Many of the patterns are focused directly or indirectly on money – primarily how to wisely steward money and how not to waste it. You might get the impression that I’m advocating that you think about money all of the time. I am not.
I advocate that you think intensely about money all of the time for a short period of time, and internalize good behaviors, so that you can then mostly not think about money at all.
In The Art of Learning, Josh Waitzkin relates how beginner chess players learn “the numbers” – a numerical value for each piece – that they use to calculate whether the risk and benefit of any given move. A beginner chess player will be constantly and consciously running the numbers in their head. Advanced chess players do not do this. Their attention is on “higher” levels of chess strategy.
However, it would be a mistake to assume that since the advanced players don’t run the numbers in their head, beginner players shouldn’t either. Advanced players don’t think about ‘the numbers’ because they have internalized the numbers. They did so many calculations in their head for a period of time that the ‘sense’ of the numbers became intuitive and they were able to free up attention to place on other, more complex and sophisticated elements of chess strategy.
Think about thinking about money in the same way. The object of all of this intentional thinking about money is to solve money and to mostly not think about it. I spent my twenties and much of my thirties not thinking about money much at all. I carried consumer debt for most of that time and had very little in the way of emergency savings. I had no real economic freedom and zero fuck you money.

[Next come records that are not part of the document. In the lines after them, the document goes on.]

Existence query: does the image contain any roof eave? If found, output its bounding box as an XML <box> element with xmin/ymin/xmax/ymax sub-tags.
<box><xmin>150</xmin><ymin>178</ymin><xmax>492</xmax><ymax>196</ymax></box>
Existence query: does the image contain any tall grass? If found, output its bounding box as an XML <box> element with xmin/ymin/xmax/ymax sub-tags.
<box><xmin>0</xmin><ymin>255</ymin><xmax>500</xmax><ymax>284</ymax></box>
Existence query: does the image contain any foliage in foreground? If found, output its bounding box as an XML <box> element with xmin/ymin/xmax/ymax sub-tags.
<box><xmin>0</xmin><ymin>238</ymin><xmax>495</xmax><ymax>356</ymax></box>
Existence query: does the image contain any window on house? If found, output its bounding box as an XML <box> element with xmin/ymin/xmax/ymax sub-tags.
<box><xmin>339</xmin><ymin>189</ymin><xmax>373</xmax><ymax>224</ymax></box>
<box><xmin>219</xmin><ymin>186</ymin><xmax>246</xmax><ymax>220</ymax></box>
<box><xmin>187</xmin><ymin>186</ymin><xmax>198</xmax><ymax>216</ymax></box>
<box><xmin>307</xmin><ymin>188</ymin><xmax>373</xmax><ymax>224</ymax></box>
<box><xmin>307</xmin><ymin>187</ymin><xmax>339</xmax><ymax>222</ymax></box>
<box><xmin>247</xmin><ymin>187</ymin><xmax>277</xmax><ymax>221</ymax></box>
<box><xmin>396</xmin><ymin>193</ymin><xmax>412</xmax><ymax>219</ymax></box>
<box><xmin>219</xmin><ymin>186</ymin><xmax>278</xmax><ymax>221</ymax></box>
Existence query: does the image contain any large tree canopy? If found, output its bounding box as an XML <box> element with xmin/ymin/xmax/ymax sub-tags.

Then, I spent a little less than five years thinking about money quite a lot. Mostly I thought about how to not spend money. I also thought about how to be a wise steward of my money. I built an enormous spreadsheet, tracked my expenses and income, made projections into the future, read books about micro- and macro-economics and investing, checked my accounts several times a month, and followed financial blogs and podcasts.
At the end of that five years I had solved money. What I mean by that is that I had built a system for myself whereby when I need some money, it is just there. I spend almost none of my time thinking about money anymore. I don’t do things in order to get money, like “have a job” or “take on a project” if there isn’t some other really good reason to do it in addition to earning money. I update my spreadsheet once a month (this takes about fifteen minutes) and maybe will move some money from this account to that account (this takes about ten minutes) and then I go back to not thinking about money.
For a time, I was unconsciously incompetent with regards to money. I didn’t understand how stupid I was being with my money. It seemed normal to me.
Then, I became consciously incompetent, and the knowledge of how badly I was dealing with money stressed me out. This motivated me to start thinking about money and improving myself. Soon enough I became consciously competent – I began managing my money well, but it required conscious thoughtful effort.
After enough of this conscious effort, I became unconsciously competent. I’m good (enough) at managing my money and have internalized good habits that I don’t need to think about it that much.
Much of these patterns, then, are about becoming consciously competent at money so that you can become unconsciously competent at money and then not think about it, so that you can spend your attention on cultivating and delivering your gifts to the world while making your dreams come true.
If you try to deliver your gifts to the world and make your dreams come true before becoming at least consciously competent at money, you will almost certainly be at best distracted by money problems and at worst entirely stymied by money problems. You will be constantly running out, or stressed about how to get some more of it, if only to pay the bills, buy food, and keep the lights on. And that would be a shame, because the world wants your gifts, and you want to make your dreams come true. I want that for you.
Don’t, however, get stuck in the consciously competent phase of money stewardship. This is a trap that a lot of people get stuck in because they aren’t really aware that there’s anything worth thinking about besides money. They have no vision of what they could spend their attention on besides money and the things money can buy, so they spend the rest of their lives fiddling with their money systems and farting around with toys and distractions that they buy with their surplus money. This is not the move. This is a trap.
On the far side of thinking about money is a life full of creative expression, collaborative projects, artful endeavor, and rich relationships unfettered by money problems or money obsessions.